Aronofsky est à mes yeux davantage un extraordinaire observateur des visions intimes des autres qu’un artiste.

Par exemple ; Tarkovski, Beneix, Kusturica, Rohmer, Lang, Chaplin, Visconti, en fait la très grande majorité des cinéastes sont des artistes au sens où ils nous montrent la réalité à travers leur grille de lecture, leur poétisation.

Rien, dans ce que Chaplin nous montre, ne correspond à la réalité objective, perçue de puis l’extérieur des gens, et si ça correspond à la vision intime et personnelle d’une personne, c’est de la sienne. Ce n’est pas la vision du Kid qu’il nous montre mais celle de Charlot.



Dans Black Swan, le cinéaste ne transforme rien. Il ne se veut pas artiste comme Picasso ou Dali. Il se veut scientifique et soucieux de montrer la vérité interne de ses personnages. Tout ce qu’il nous montre vient de la pensée de la danseuse étoile. C’est un peu ce qui est fait par Hackford dans Ray. Il y a cette manière également dans Voyage au bout de l’enfer. Alan Parker l’avait fait avec Birdy, et c’est aussi le principe de The Wall. On entre dans les délires des personnages.

Il suffit de suivre de près une fille pour qui la danse est l’alfa et l’oméga pour l’entendre dire qu’à un moment, tout se passait si bien dans le spectacle du Lac des cygnes, elle se sentait tellement en grâce, la musique la portait tellement, qu’elle s’est sentie des ailes (le rôle exigeant que la danseuse s’identifie à un cygne et batte des bras comme des ailes).

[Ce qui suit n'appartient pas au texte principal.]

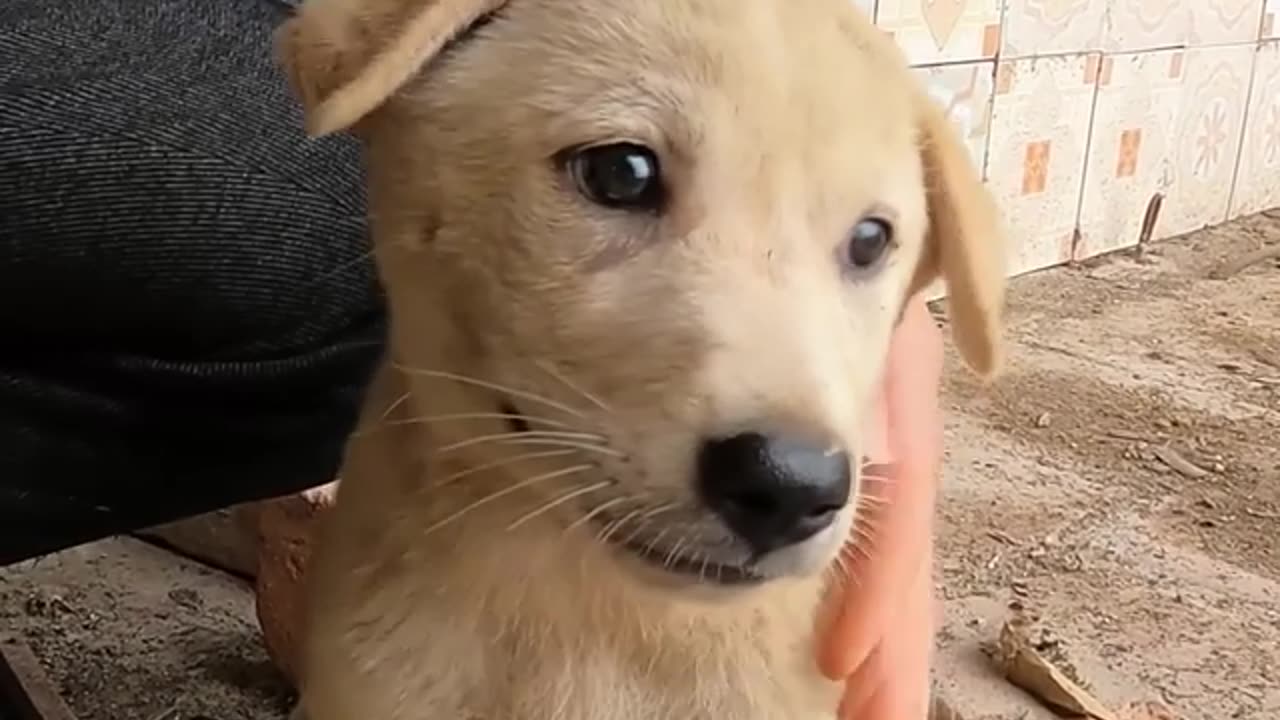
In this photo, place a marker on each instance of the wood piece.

Quand on a entendu une danseuse étoile dire ça et qu’on veut montrer dans un film ce délire, cette transfiguration exigée, appelée, attendue par le public, il ne reste plus qu’à suivre pas à pas la métamorphose, augmenter la présence de la musique, augmenter la présence d’un public enflammé et ajouter progressivement des plumes aux bras de la danseuse. Et cela, seul le cinéma, surtout de nos jours avec les effets spéciaux, permet de le faire. 


Pour le dire autrement. Victor Hugo, quand il nous raconte Cosette, il s’arrange pour nous émouvoir aux larmes d’un spectacle que nous avions pu observer sans ressentir pareille émotion. Il est artiste et éveille en nous la pitié, l’amour, la compassion, le pardon.

Dostoïevski part de faits divers ordinaires qui nous émeuvent par leur horreur et que nous rejetons. Puis il nous fait visiter la pensée des protagonistes et nous fait vivre leurs déchirements. Il agit comme un psychanalyste méticuleux de rapporter la vérité des individus. Et explorer la pensée intime des gens, c’est quelque chose de très déstabilisant car chacun de nous y retrouve ses anges et démons.